Mother's Day (2010) plays out more like a thriller than anything, and that's perfectly fine unless you were expecting a full blown horror film. But whatever. It's not the end of the world and once I realized what kind of film this was actually going to be, roughly about 30 minutes in, then it wasn't so bad and Mother's Day (2010) has a lot to like once it's all over. Rebecca De Mornay most importantly. She's certainly played a villain before, but none quite like the character of Mother in this film. She's about as evil, cold, calculating and diabolical as they come, but then in the same breath she's sweet, warm and seems genuinely compassionate towards her hostages which only makes things worse because it's all a mindfuck. She knows how to get into your head, as she's done with her murdering, robbing and raping "boys". And that's the best part of Mother's Day. Seeing Rebecca De Mornay play an evil ice cold bitch, and then like the flip of a switch, seeing her become mothering, nurturing and caring within a split second.
The Koffin boys have just have just escaped a deal gone bad. When one of them is shot during the double cross, they decide to head to there old house where there mother resides, only to find out much too late that mother has lost the house to foreclosure and there are new tenants living there who just so happen to be throwing a party when the Koffin brothers show up. Angry and confused, they take the new tenants and there friends hostage and call there mother (De Mornay) who soon arrives and takes charge. What's supposed to be a quick and easy getaway soon becomes a nightmare for everyone involved.
In the realms of a suspense thriller, this had a lot of tension, really fucked up situations and a decent amount of violence. You don't get any "horror" film type of gore here, but director Darren Lynn Bousman doesn't shy away from the gratuitous nature of violence and at times even revels in it. I wish I could say he did a bangup job making this thing look slick and unique, but he doesn't. Bouseman has a directing style that you honestly couldn't differentiate from any other up and coming horror director. I guess that's not a bad thing, but if you're making movies, you certainly want to put your stamp on them. He's constantly working and making horror films, but you'd never say "That's a Darren Lynn Bousman film". He might get there one day, he just hasn't yet.
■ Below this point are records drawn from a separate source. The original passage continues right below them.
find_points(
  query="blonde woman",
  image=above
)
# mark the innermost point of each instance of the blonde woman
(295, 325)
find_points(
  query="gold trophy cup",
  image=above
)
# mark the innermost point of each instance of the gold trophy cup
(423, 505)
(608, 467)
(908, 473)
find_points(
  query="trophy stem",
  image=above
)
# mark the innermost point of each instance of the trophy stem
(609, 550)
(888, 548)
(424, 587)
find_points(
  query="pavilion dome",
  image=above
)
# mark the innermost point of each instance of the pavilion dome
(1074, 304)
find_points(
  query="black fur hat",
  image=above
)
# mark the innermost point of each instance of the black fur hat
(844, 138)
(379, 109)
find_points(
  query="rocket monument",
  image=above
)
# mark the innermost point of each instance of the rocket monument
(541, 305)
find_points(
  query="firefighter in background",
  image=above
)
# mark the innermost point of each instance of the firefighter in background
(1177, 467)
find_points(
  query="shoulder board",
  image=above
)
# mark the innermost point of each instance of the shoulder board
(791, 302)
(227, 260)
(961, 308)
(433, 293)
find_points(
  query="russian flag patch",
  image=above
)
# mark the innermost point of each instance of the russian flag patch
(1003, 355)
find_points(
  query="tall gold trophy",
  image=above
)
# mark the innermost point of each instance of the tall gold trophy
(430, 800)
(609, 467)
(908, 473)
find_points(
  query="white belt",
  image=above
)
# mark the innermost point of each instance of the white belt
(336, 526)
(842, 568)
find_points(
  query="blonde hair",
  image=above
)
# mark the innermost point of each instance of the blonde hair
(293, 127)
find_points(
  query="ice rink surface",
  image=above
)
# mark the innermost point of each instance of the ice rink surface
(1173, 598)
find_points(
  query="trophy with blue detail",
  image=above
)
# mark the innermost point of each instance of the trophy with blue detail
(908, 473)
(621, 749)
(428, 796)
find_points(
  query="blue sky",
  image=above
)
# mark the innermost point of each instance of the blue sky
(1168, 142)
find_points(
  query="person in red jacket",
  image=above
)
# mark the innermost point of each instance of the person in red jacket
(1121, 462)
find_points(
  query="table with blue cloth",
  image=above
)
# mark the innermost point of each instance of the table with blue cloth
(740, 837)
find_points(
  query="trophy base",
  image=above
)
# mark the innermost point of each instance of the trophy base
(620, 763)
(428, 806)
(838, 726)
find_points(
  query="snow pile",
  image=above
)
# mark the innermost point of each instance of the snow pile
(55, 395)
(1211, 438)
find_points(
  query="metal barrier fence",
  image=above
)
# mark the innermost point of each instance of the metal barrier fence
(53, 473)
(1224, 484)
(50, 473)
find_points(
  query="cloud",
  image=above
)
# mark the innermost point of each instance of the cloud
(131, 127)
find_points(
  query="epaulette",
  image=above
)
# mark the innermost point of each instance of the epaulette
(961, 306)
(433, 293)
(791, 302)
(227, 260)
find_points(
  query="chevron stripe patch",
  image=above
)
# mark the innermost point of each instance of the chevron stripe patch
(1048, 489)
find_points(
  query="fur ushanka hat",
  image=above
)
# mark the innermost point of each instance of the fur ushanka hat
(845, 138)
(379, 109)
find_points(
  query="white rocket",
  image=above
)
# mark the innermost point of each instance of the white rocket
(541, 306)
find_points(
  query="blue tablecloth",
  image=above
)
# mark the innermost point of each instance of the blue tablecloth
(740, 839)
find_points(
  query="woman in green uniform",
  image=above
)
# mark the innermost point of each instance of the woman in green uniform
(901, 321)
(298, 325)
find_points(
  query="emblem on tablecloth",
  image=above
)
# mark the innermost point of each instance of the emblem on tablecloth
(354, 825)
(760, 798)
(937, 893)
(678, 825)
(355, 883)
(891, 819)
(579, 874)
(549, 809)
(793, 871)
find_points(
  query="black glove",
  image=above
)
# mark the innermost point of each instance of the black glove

The cast here is all really good with a few recognizable character actors, but I can't say one single actor really stood out, except for De Mornay, because as an ensemble cast they all did pretty great and were effective. But this is De Mornay's show all the way.
Once you get out of the mindset that this isn't going to be a full on horror remake, you'll enjoy it much more for what it is, a well made and tense suspense thriller. The second half makes up for any shortcomings the first half might have, and the small twists and turns the creep up here and there offer a nice payoff to a film that ended up being slightly better than I was expecting it to be.